# Transom Window installation question



## Ladybird (Sep 14, 2009)

Hello,
I am wondering if it is possible to install a decorative transom window that is intended to go over a door as a fixed window in a wall. Thank you.


----------



## Scuba_Dave (Jan 16, 2009)

Interior wall, exterior wall?
What is wall construction?


----------



## Ladybird (Sep 14, 2009)

Exterior wall. Oh, sorry, didn't see your question re: construction. It is stucco over standard 2x6. New construction.


----------



## oldfrt (Oct 18, 2007)

It should work.
What is the style and make?


----------



## AtlanticWBConst. (May 12, 2006)

There should be a structural header over that door. Dependant on the ceiling and wall height, it may, or may not be, a no-go. 
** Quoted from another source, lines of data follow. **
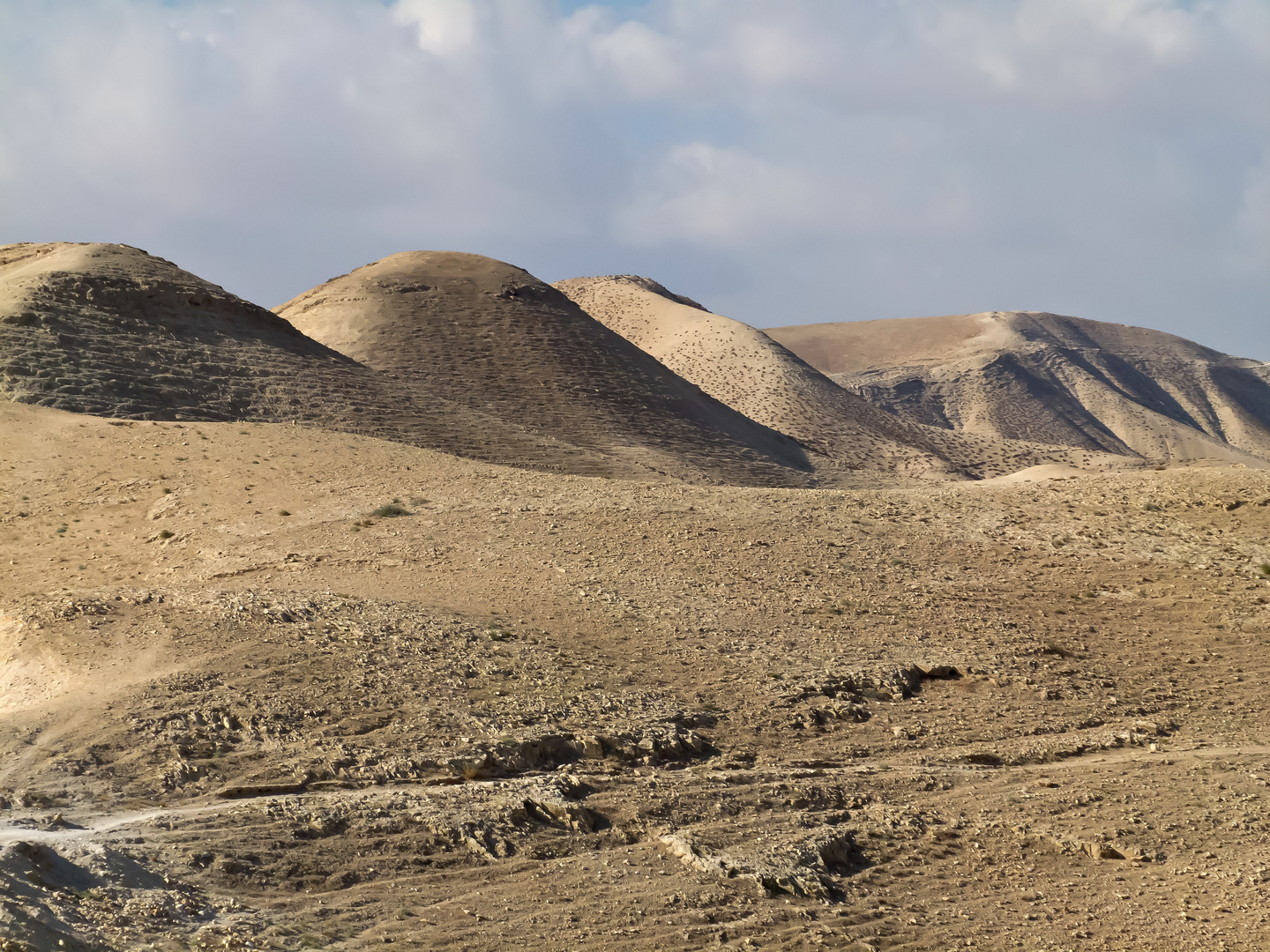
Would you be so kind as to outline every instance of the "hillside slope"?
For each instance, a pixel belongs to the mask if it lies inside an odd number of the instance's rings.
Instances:
[[[798,443],[706,396],[503,261],[395,254],[276,312],[418,401],[444,397],[636,468],[808,485]]]
[[[721,459],[638,458],[621,447],[582,447],[566,426],[535,430],[444,387],[418,392],[126,245],[0,248],[0,396],[124,419],[300,423],[594,476],[806,480],[745,447]],[[798,465],[804,454],[786,444]]]
[[[1270,366],[1161,331],[993,311],[767,333],[935,426],[1162,461],[1270,456]]]
[[[827,378],[763,331],[711,314],[648,278],[572,278],[556,284],[588,314],[711,396],[851,470],[997,476],[1092,456],[913,425]]]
If you do have enough ceiling and wall height, you'd have to take the wall apart, and install a structural header higher up, near the top wall plate, in order to install an overhead door transom. 
Such a project is a little over the average DIY level of skill. You might want to hire a qualified contractor to at least handle the structural portion of the project - if you were faced with such. In just about every area, this would also require a Building Permit.


----------



## Gary in WA (Mar 11, 2009)

Look on the exterior bottom side, just below the glass in the frame, there should be weep holes to let rain water out of the assembly. If there are, look at the sides, there *MAY *be some in that short frame as well.* If so*, install those (short frame) weep holes down.* If not* any on short sides but are on one long side, I would not recommend it for this application. (Unless weep holes were added OR the window is protected from rain and hoseing off with water). Water will fill the interior track or cavity at the bottom and the very least, grow mold. http://chicagowindowexpert.com/2009/04/22/types-of-window-leaks-glazing-leaks/
Be safe, Gary


----------



## Gary in WA (Mar 11, 2009)

Sorry I read your question wrong. I was answering using the window in a vertical instead of horizontal application. As others have said, yes it will work. If over 24" wide, you'll need a header above it. The header size is determined by the load above, roof span, # of floors above, and beam bearing points. 
Be safe, Gary


----------